На камне, скрестив ноги и по-казахски поджав их под себя, сидел огромный человечище. По деревянной «подушке», висевшей за спиной, и по железному крюку на сыромятном ремне можно было узнать пристанского грузчика. Все в нем было грубо и мощно, словно наспех, без отделки высечено из того же камня: и короткие толстые, как причальные тумбы, ноги, и свислые тяжелые плечи, и широкая, хоть кувалдой бей, грудь. Под таким прогнется и дюймовая доска, когда он даже без груза пробежит по ней мерной грузчицкой рысцой. Он, видимо, пришел сюда отдохнуть. Но на широком скуластом лице его была не усталость, не удовольствие отдыха, а горькое недоумение и тоскливая злость.

Вблизи от нас, в рядах, звякнула дверь, и на улицу вышли два молоденьких купчика. Они поглядели на пристань и глумливо захохотали:

— Удирают красюки-то! Дралала!

— Ан нет, кум! Не удирают, а звыковыриваются!

Крючник скосил в их сторону узенькие, оттянутые к вискам глаза и рявкнул:

— Засохни, аршинники!

— Чего еще, басурман немаканый? — спросил презрительно один из купцов, а другой выставил вызывающе, фертом, ногу в сапоге бутылкой. — Совсем олютели без полиции, разуваи окаянные!

Крючник лениво, по-медвежьи, слез с камня.

— Айда, беги за своей полицией, — начал он засучивать рукава. — Сейчас ухом землю достанешь.

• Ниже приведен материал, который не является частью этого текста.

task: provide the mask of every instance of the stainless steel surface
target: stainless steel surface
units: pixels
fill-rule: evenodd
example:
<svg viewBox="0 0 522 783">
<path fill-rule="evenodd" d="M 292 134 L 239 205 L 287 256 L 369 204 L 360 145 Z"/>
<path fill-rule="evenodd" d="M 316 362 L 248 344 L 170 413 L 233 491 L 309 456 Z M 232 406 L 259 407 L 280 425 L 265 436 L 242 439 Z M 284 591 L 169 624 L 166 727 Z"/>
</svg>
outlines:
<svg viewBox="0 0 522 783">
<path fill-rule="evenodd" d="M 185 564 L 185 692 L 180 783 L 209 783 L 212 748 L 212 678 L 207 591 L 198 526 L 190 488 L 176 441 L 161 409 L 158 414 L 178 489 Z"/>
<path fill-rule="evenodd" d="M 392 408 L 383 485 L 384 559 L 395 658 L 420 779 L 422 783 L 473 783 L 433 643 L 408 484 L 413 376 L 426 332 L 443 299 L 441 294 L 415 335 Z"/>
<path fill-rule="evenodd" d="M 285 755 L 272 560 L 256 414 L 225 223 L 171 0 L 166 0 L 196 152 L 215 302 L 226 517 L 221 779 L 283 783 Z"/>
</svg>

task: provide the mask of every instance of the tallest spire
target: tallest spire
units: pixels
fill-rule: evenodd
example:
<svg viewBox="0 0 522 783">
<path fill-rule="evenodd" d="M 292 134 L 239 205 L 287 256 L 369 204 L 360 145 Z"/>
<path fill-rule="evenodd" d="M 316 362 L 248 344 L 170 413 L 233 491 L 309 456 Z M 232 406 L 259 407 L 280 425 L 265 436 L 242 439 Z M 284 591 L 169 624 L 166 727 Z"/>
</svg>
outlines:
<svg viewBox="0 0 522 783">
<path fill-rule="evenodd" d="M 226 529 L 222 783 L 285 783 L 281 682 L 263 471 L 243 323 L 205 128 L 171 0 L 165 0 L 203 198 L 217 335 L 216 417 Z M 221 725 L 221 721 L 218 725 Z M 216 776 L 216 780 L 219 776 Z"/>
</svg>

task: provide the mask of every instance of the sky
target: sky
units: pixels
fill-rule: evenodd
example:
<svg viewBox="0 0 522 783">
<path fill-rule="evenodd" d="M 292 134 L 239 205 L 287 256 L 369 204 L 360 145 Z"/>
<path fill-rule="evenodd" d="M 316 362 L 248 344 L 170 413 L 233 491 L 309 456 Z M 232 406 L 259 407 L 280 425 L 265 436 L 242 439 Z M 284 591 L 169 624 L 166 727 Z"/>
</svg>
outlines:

Купцов как ветром сдуло, а в рядах опять брякнула торопливо захлопнутая дверь.

Крючник снова присел на край камня и заметил меня. Он долго разглядывал мой залатанный пиджачишко, мои заношенные штаны и, в чем-то уверившись, спросил горько:

— Что же получается, досым[16]? Бегут. Наработались и шабашка? — Он посмотрел на пристань, от которой уже отваливал большой пароход, и плюнул зло. — Стриг шайтан свинью, шерсти нет, а визгу шибко многа!

Я не ответил (плохой я был тогда агитатор!) и пошел от рядов. Но он остановил меня, крикнув:

— Эй, жигит, постой!

Я остановился и обернулся.

— Правду говорят, будто белые монопольку[17] откроют?

Я разочарованно вздохнул и прибавил шагу.

На окраине города, за кирпичными сараями, мне начали попадаться отступавшие красногвардейцы. Были среди них и раненые, бледные, с потухшими глазами.

— Отступаем, ребятки? — жалеюще спросил я.

— Сила солому ломит, — сказал виновато шедший последним и, не останавливаясь, ткнул через плечо пальцем: — Ты погляди!

Я обернулся. По степи летел гигантский столб пыли, будто кто-то огромный, чуть наклонившись, бежал к городу. Так летит по степи в летние засушливые месяцы «черная буря». Но сейчас шла к городу не песчаная буря, а казачьи сотни.

— А вы куда теперь? — крикнул я красногвардейцам.